Film des Monats: März 2000
Irgendwo in Osteuropa im Jahr 1941: Um dem Schicksal benachbarter Gemeinden zu entgehen, beschließen die Bewohner eines Schtetls, der Verschleppung durch die Nazis durch eine fingierte Deportation zuvorzukommen. 'Bewacht' von Soldaten in selbstgenähten Wehrmachtsuniformen, bedroht von kommunistischen Partisanen, richtigen wie falschen Deutschen, machen sie sich in einem Geisterzug auf den Weg, der sie irgendwann nach Palästina führen soll. Ihre internen Konflikte nehmen sie freilich mit auf die Reise. Die aufmüpfigen jungen Leute proben den politischen und sexuellen Aufstand gegen die konservativen Alten, und alsbald regt sich auch Widerstand gegen die falschen Nazibewacher. Derweil rollt der Zug immer weiter ins Niemandsland zwischen den Fronten.
Radu Mihaileanu knüpft am Slapstick und am Filmmusical ebenso an wie an den von Chaplin und Lubitsch begründeten Traditionen eines komödiantischen Umgangs mit dem Nazi-Grauen. Mit den Stilmitteln der Parodie und der Groteske werden die kleinen Konflikte des Schtetllebens mit den großen weltanschaulichen Kämpfen des 20. Jahrhunderts verwoben.
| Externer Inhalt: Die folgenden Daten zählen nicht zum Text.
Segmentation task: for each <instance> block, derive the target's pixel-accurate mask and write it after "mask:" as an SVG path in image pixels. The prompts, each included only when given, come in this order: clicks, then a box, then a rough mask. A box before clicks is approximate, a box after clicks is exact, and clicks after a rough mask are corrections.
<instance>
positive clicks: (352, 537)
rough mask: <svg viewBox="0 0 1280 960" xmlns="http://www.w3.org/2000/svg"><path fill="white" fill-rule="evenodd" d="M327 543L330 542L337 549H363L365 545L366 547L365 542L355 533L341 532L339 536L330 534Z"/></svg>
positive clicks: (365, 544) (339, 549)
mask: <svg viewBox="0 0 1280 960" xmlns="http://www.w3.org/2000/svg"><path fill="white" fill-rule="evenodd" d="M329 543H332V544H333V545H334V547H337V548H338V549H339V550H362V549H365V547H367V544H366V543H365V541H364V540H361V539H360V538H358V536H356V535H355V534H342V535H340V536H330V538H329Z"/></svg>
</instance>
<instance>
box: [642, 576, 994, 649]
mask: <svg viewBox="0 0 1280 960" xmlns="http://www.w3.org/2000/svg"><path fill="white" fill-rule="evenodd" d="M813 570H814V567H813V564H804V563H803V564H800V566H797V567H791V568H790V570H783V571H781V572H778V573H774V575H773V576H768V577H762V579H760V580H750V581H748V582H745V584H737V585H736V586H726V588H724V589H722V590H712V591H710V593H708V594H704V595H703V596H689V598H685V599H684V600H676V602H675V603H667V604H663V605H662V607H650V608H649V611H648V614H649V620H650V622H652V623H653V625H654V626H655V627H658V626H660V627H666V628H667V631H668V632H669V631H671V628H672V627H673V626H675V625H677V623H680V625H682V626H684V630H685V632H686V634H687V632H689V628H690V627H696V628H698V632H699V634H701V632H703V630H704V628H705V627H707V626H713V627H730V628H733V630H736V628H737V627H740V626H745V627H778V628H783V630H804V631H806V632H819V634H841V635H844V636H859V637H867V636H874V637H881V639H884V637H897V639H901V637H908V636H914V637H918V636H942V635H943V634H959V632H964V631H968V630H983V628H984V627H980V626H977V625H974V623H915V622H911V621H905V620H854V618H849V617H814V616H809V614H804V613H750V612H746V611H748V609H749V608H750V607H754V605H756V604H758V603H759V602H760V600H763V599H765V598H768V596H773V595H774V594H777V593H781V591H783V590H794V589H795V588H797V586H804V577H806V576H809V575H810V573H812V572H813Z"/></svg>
Etwa, wenn die Rote Zelle der Gemeinde mit viel revolutionärem Elan einen Zugsowjet gründet, oder wenn die Schönste des Dorfes munter nach einem Liebhaber sucht, um nicht jungfräulich in den Tod zu gehen. "Zug des Lebens" lässt bei all seiner absurden Komik den historischen Hintergrund nie vergessen, seine Kenntnis ist gerade die Voraussetzung für das befreiende Lachen, das der Film immer wieder provoziert. Ähnlich wie Roberto Benignis surreal-komödiantische Auseinandersetzung mit dem Holocaust in "Das Leben ist schön", wenn auch weniger abgründig, folgt "Zug des Lebens" dem ästhetischen Credo, dass dem Irrsinn der Realität nur der Irrwitz der Komödie standhält.